Large water states, and countries outside of outsized customs unions, but which display high openness, may overcome the limitations of low broadband consumption and fewer active content producers, by crafting Data Free Trade Agreements with mega data producers.  Differences across countries in how private data is shared across agencies and whether sovereign identity frameworks exist that can help the cosmopolitan citizen of small states to link to their digital activities, will affect these New Data Agreements.

A new data economy driven by consent, insight, and data flows has led to the emergence of data representatives, agents, and custodians that serve as trusted hubs for users’ personal data. Data Trusts and Data Cooperatives will act as agents of insights in global marketspaces. Inside these new “walled gardens” the role of the Chief Insight Officer (CIO) or “corporate shaman” is gradually taking shape. CIOs garner insights from highly-valued but deeply-sensitive personal mobility data, and then turn that data into insights that the CIO is able to take to market without selling or transferring the data itself. In cooperative or public data trusts, privacy is protected, public services are enhanced, and groups that are underserved can benefit.

Data trusts are still evolving but they represent a promising alternative to surveillance capitalism. In the UK, the government has signalled that the Information Commissioner’s Office (ICO), will explore a post-Brexit divergence from the European Union’s data protection regime, or the General Data Protection Regulation (GDPR) that goes even further than benchmark US privacy laws governing health care, educational records, health insurance portability and accountability.

The UK intends to reframe the GDPR to use the power of data to drive growth, improve trade and remove bureaucratic red tape. However, the intended reforms will have to achieve a judicious equilibrium of divergence from the EU’s GDPR while still allowing the free flow of data across international borders.

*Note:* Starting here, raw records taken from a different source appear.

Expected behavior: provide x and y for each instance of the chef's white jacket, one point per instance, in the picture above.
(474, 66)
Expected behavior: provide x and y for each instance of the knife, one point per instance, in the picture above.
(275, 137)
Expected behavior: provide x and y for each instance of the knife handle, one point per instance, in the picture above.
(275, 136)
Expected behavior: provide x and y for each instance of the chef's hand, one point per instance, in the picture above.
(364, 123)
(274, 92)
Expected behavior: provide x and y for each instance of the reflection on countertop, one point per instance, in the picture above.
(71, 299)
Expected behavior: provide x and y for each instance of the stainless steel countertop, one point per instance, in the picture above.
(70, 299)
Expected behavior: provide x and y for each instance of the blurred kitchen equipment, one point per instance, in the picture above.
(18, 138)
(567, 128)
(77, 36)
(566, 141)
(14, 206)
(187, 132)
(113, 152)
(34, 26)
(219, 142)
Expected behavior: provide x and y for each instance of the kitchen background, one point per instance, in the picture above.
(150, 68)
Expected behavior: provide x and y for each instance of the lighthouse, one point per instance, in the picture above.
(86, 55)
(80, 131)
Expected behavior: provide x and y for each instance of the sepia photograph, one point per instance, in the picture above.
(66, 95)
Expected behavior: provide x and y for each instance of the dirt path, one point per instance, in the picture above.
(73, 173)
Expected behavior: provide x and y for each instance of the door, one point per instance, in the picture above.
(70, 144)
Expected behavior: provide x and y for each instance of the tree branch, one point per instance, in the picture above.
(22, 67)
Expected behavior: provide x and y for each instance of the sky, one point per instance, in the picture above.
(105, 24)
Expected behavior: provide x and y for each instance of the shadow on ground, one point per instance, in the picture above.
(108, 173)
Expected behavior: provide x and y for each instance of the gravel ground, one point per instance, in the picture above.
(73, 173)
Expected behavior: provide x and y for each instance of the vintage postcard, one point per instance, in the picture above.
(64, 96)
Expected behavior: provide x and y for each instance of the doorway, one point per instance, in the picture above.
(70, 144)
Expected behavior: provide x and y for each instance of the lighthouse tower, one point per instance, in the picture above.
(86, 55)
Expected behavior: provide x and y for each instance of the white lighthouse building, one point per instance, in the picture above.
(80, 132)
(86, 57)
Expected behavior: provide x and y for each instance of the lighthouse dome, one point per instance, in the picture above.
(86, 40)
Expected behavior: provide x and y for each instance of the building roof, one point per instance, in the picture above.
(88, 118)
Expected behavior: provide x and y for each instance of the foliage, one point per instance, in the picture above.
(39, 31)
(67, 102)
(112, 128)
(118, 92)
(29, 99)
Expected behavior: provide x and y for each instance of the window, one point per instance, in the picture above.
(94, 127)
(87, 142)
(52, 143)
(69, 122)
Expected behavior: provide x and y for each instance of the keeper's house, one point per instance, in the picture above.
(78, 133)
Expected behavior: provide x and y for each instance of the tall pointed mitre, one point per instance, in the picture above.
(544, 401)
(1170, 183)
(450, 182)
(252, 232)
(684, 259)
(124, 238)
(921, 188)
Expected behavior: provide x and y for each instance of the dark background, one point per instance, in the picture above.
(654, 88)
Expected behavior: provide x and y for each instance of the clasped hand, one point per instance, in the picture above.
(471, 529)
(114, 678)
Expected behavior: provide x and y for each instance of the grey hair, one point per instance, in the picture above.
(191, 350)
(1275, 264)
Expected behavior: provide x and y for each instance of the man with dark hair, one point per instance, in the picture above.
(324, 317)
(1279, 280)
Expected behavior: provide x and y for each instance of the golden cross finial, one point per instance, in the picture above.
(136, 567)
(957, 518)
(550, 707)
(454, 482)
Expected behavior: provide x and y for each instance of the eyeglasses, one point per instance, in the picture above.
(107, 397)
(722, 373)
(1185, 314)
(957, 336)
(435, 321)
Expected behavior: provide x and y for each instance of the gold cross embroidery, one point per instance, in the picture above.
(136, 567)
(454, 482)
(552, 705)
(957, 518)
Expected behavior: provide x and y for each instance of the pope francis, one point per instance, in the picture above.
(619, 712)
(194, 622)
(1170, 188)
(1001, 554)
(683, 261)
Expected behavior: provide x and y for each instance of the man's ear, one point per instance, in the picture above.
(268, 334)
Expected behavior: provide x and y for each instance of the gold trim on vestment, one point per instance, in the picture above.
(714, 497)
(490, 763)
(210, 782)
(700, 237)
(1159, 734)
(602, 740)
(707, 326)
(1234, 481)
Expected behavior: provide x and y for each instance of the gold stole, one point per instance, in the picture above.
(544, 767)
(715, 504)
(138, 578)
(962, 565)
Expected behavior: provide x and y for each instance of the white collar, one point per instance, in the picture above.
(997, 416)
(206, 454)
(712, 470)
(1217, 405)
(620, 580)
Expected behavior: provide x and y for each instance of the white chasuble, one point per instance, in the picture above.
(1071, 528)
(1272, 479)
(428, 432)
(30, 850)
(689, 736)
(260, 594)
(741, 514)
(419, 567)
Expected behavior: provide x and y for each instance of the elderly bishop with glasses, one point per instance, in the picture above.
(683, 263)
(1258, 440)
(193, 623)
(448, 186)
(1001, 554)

This involves the balancing of sovereignty, privilege, and privacy. The ICO will have to strengthen links with data regulators in other jurisdictions on matters that range from digital health records to the talent attractiveness of jobs in other jurisdictions, while working with domestic stakeholders. The reforms must empower digital citizens to influence how they want their data to be used, and to point to remedies if things go awry. There are differences across countries in terms of how personal data is shared across agencies, and how digital identity frameworks connect individuals to their digital activities.

The global accessibility of country data is essential for creating successful AI applications in the future. In this “New” Data-Driven World Order, countries with high broadband consumption per capita and institutionally open states are clear winners, as this coincides with where the major data producers are located. Data is the fuel of future economies, much as oil and gas production has played in creating economic power brokers, in the preceding century.

The possibility that personal data generated by the users of electric vehicles (EVs) using infotainment platforms inside connected cars, may be streamed across borders has heightened the privacy concerns of EV owners. EVs are software-centric, and as Software-as-a-Service Subscriptions proliferate, and connected cars evolve into customizable digital platforms, the EU is exploring how connected cars manage personal data.  While EU member states can rival the U.S. as large data producers, BRIC nations, Brazil, India, and Russia, could emerge as powerful players based largely on the strengths of the gross data product they produce, according to Bhaskar Chakravorti at Tufts University.